Suggestion 4: involve audit teams and clinical teams in their design. This is a great idea. At the moment we still (by and large) have local and national audit teams sitting in two distinct camps. We rarely meet local audit staff who have helped design NCAs. Why? Massive blindspot. If you want to improve NCAs… then get local audit experts involved, or better still get them actively collaborating and competing to win the tenders. Competition in the marketplace would raise standards and jolt the cartels.
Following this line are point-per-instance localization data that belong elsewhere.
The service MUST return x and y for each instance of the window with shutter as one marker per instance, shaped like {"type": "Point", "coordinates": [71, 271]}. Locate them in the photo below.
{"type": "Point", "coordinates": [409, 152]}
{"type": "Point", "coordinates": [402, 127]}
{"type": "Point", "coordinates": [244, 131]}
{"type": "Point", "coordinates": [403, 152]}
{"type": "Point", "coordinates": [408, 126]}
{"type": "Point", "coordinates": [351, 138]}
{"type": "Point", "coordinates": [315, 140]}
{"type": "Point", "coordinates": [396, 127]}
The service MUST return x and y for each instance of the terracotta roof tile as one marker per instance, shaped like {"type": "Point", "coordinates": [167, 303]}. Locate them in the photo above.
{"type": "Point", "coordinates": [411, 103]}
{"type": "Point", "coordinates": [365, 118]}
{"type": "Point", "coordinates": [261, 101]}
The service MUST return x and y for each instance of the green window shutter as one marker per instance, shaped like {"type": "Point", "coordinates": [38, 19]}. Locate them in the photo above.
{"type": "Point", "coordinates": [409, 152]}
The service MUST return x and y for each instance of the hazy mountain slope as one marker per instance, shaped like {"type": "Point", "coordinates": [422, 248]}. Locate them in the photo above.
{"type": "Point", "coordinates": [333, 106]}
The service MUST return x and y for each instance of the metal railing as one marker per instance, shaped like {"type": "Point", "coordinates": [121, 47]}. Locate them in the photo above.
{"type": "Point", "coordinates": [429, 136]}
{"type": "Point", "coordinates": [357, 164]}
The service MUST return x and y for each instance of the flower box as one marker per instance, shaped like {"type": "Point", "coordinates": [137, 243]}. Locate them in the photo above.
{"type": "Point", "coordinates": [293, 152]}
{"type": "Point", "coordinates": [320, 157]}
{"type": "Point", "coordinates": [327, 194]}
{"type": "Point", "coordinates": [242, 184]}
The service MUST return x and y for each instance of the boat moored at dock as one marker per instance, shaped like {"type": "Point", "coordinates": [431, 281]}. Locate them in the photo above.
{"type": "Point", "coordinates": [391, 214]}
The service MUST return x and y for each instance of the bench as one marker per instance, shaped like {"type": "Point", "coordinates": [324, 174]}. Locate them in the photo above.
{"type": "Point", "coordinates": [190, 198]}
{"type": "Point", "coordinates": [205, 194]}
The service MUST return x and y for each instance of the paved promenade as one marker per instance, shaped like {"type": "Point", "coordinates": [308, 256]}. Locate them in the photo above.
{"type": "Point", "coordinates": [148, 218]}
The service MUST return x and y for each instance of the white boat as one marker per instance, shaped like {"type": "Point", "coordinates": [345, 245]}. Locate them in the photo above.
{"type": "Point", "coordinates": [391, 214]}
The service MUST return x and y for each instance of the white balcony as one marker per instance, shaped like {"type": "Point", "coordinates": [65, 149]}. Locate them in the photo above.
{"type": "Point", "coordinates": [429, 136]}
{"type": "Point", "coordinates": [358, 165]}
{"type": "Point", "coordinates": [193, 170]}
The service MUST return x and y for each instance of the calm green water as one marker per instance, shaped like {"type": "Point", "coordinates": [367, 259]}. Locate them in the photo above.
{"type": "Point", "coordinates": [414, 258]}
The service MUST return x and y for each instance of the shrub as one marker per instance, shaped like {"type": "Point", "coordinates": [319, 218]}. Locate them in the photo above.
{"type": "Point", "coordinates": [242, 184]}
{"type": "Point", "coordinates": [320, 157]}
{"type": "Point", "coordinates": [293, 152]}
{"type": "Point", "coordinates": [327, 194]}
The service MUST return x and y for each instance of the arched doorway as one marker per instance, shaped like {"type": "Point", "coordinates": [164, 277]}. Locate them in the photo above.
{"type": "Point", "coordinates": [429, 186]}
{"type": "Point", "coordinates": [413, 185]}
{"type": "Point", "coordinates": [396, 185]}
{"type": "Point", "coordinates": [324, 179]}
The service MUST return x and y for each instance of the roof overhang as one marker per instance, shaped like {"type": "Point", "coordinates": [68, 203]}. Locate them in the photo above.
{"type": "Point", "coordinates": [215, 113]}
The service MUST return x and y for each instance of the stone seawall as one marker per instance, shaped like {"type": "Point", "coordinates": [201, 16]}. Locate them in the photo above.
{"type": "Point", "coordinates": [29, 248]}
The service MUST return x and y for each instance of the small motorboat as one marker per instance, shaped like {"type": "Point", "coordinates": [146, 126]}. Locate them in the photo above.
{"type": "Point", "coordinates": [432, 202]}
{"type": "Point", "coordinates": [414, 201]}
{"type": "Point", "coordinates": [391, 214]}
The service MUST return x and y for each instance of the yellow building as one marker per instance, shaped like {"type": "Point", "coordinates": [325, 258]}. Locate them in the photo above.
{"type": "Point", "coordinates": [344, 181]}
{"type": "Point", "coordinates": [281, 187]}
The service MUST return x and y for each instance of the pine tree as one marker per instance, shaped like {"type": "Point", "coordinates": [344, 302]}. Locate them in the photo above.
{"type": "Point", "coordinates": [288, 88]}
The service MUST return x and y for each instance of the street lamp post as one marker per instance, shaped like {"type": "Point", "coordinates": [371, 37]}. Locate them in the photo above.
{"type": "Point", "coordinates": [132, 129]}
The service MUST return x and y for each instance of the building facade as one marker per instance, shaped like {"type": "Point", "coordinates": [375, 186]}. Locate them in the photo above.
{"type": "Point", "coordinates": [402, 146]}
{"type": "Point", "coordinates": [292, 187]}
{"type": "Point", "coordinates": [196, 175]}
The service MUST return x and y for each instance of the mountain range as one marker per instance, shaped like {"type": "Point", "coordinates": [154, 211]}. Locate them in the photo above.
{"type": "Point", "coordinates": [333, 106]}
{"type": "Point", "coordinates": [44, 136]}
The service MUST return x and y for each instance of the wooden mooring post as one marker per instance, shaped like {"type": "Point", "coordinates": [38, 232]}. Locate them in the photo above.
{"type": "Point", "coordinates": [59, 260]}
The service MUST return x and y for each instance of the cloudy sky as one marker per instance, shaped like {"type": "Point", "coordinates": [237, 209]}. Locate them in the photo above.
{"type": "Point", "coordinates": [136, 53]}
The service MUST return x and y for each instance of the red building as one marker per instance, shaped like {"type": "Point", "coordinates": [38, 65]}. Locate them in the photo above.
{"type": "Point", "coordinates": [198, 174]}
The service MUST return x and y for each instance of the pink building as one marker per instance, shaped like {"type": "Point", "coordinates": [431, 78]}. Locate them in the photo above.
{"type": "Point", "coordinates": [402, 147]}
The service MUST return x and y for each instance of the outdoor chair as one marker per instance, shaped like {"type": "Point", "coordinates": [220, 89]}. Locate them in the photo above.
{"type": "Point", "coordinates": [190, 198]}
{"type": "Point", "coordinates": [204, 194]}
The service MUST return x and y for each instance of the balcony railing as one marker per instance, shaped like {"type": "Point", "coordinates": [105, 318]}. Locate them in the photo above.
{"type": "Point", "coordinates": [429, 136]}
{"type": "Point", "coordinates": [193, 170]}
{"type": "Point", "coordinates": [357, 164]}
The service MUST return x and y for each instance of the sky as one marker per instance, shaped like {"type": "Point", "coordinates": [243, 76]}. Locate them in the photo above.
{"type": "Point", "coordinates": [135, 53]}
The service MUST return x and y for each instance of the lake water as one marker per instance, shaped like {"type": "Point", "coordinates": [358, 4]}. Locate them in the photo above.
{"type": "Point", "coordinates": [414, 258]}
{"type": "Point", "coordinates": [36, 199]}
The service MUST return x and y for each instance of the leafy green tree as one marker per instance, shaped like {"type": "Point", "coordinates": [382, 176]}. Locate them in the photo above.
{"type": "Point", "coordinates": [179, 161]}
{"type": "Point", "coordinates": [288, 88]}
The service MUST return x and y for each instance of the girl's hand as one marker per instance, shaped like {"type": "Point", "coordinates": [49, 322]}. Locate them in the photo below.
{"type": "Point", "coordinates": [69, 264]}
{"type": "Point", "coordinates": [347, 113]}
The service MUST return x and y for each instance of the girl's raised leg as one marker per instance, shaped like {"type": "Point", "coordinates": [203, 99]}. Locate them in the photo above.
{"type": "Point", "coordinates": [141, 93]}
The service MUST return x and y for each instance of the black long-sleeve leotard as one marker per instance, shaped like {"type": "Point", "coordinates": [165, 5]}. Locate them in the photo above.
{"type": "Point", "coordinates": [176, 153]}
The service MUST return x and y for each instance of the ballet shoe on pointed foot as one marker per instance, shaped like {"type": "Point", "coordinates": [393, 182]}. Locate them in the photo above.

Suggestion 5: Break the monopoly secondary care has over national audit. Frankly whoever wrote this is quite mad! Do they not understand that all meaningful care takes place in hospitals and therefore NCAs must continue to measure the same variables in secondary care that they have done for years? The upstarts from mental health, primary care, ambulance trusts, care homes, etc, must be kept down. Tried and tested, tick!


Suggestion 6: Insist on NCAs costing the data collection burden for NHS organisations. Now this is an interesting point, and in our book a very valid one. When you sign up to a national audit, what level of workload are you actually agreeing to? And what is the cost of this locally? More research needs to be done on the real cost of NCAs and this involves how much manpower and time Trusts need to devote to talking part in these mandatory projects.


Suggestion 7: Make them government funded. Nice idea, but never going to happen.


Suggestion 8: NCAs should ask each participating Trust for an official response to annual reports and publish these online. Isn’t this already part of the process and if not, why not?


Suggestion 9: Honest review of the cost of NCAs. Gold star for this suggestion in our opinion. Indeed, we’ve banged on about how hard it is for years to find out what tax-payers money is being spent on each NCA. In an era of transparency and accountability, it should be easy to find out what income is paid to each NCA supplier. Frankly, we should then all be able to see a breakdown of how each supplier spends their money. This in itself would be a really useful exercise to better understand how NCAs operate. Go and have a look online to see if you can find how much is being paid to each NCA supplier (good luck!). Also, this suggestion dovetails into suggestion 6 and the delivery cost of NCAs for Trusts.


Suggestion 10: Axe HQIP and get CASC to run them. Good to see someone completing our survey that has a sense of humour! CASC are a team of two people with zero procurement expertise. We don’t know the first thing about contracting (thankfully). That said, we do know about clinical audit! Not picking on HQIP but if you look at their army of staff via LinkedIn, you won’t see much evidence of people who have any experience of working in clinical audit. And this goes back to suggestion 4. It is no coincidence that HQIP, NHS England and most NCA suppliers aren’t involving local audit staff in the improvement cycle for NCAs and why NQICAN members are largely only paid lip-service (from conversations we have had). CASC have no interest in running NCAs but we would make all suppliers include local audit staff and patients in their contract bids.


There you have it… ten suggestions from our survey. big thank you to everyone who took the time to take part and give feedback and share ideas. There is a facility to reply on this blog. We wonder how many of the national leaders will take the opportunity to share theirt thoughts on the ideas from the coalface?